Anggota DPRD Provinsi Sultra Kecam Pelaku Pembacokan di Bau-bau

waktu baca 3 menit
Fajar Ishak

KENDARI – Anggota Dewan Perwakilan Rakyat Daerah (DPRD) Provinsi Sulawesi Tenggara (Sultra) Fajar Ishak, kaget saat mendapat kabar di group Whatshapp soal pembacokan atau penikaman seorang wartawan Online (Ciber) di Kota Bau-bau, Sabtu (22/7/2023).

Sebagai mantan ketua PWI Bau-bau, Fajar Ishak sangat menyayangkan dan mengecam adanya kejadian tindak pidana penganiayaan terhadap jurnalis Irfan.

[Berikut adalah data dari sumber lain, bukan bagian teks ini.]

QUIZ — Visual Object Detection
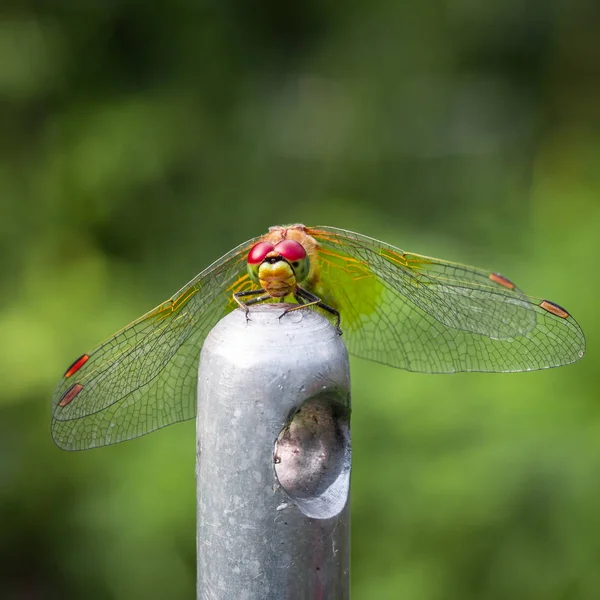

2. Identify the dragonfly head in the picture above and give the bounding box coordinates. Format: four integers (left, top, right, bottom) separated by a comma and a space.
247, 240, 310, 295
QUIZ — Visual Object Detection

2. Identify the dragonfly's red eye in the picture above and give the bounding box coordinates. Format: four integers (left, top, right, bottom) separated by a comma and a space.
248, 242, 273, 265
275, 240, 306, 262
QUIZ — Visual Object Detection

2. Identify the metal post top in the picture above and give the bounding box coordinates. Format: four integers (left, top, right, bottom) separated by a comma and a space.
202, 303, 347, 366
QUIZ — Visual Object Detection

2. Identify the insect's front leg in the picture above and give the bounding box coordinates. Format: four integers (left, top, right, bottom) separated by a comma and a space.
284, 286, 342, 335
233, 288, 271, 321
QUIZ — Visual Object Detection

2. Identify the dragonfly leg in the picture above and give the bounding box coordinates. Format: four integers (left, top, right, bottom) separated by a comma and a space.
283, 286, 342, 335
233, 288, 270, 321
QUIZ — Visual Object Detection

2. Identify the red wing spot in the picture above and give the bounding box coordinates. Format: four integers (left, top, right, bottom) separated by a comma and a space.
540, 300, 569, 319
58, 383, 83, 406
65, 354, 90, 378
490, 273, 515, 290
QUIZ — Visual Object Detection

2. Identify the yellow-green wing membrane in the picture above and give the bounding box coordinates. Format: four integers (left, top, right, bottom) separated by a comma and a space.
307, 227, 585, 373
52, 239, 256, 450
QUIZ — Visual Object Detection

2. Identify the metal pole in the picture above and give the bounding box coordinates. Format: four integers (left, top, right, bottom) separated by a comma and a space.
196, 304, 350, 600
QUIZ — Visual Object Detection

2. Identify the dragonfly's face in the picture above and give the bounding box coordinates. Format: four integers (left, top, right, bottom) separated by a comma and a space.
248, 240, 310, 298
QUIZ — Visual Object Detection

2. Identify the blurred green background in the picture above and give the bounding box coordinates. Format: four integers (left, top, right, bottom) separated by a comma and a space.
0, 0, 600, 600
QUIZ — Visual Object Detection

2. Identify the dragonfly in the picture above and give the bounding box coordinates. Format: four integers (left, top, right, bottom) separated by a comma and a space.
52, 225, 585, 450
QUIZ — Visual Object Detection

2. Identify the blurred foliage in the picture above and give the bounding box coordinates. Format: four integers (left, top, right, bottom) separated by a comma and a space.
0, 0, 600, 600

Peristiwa ini harus mendapat atensi khusus dari Kapolda Sultra dan Kapolri agar kedepan tidak ada lagi wartawan yang dianiaya oleh siapapun dengan alasan apapun.

“Saya merasa kemerdekaan pers di Sultra khususnya di Bau-bau sudah mulai terancam. Pelaku harus segera di tangkap dan motifnya harus segera terungkap. Jika ternyata dalam pengungkapan kasus ini ditemukan mengarah pada tindakan intimidasi wartawan akibat tugas jurnalistik, maka pihak POLRI dalam hal ini Polres Bau-bau harus segera menangkap juga aktor intelektualnya,” ucap Politisi Partai Hanura itu.

Jika benar, lanjut dia, korban pernah menerima pesan via WA dari seseorang yang notabene ASN sebelum kejadian penikaman itu, bisa dijadikan pintu masuk penyidik untuk memastikan apa ada hubungannya dengan kasus ini dan apa maksud pengirim pesan tersebut ke korban.

Apakah bermaksud membantu korban agar selalu waspada karena ada yang mau jahati korban ataukah justeru pengirim pesan itu menjadi aktor inteltualnya.

“Yang pasti pengirim pesan itu perlu di mintai keterangan segera,” tegas Fajar Ishak, yang juga merupakan kandidat Doktor Ilmu Hukum UMI Makassar.

Sebelumnya, Salah seorang Wartawan Online (Ciber) di Kota Bau-bau atas nama Irfan mendapat kekerasan dari Orang Tidak Dikenal (OTK), pada Sabtu (22/7/2023).

Irfan diduga menjadi korban kekerasan sehubungan dengan profesi atau pekerjaannya sebagai wartawan dalam melalukan pemberitaan di lingkup Kota Bau-bau.

Ketua Persatuan Wartawan Indonesia (PWI) Kota Bau-bau La Ode Aswalin mengatakan, kejadian kekerasan yang dialami saudara Irfan adalah bentuk ancaman terhadap hal-hal lebih prinsip dalam kehidupan pers nasional, yakni ancaman terhadap kebebasan dan kemerdekaan pers, yang diperjuangkan dengan pengorbanan besar dan mesti dilindungi negara.

PWI Bau-bau memandang kejadian yang menimpa saudara Irfan membuktikan bahwa ikhtiar untuk menjalankan dan menegakkan kebebasan dan kemerdekaan pers masih menghadapi banyak hambatan dan tantangan berat.

“Informasi yang kami ketahui sebelumnya korban menerima ancaman karena pemberitaan di media tempatĀ  ia bekerja. Untuk itu kami mendorong kepada aparat penegak hukum untuk mengusut kasus ini secara tuntas dan membawa pelakunya ke peradilan agar mendapatkan hukuman yang setimpal atas perbuatannya,” ucap Aswalin.

PWI Bau-bau berharap Penegak hukum dalam hal ini Polres Bau-bau segera menangkap dan mengungkap motif masalah tersebut, sebab profesi wartawan dalam menjalankan tugasnya dilindungi oleh undang-undang, kode etik jurnalistik dan regulasi lain yang sah di mata hukum dan negara.

“Kita berharap kepada aparat kepolisian segera menangkap pelaku dan mengungkap motif kekerasan yang dialami saudara Irfan,” harap La Ode Aswalin.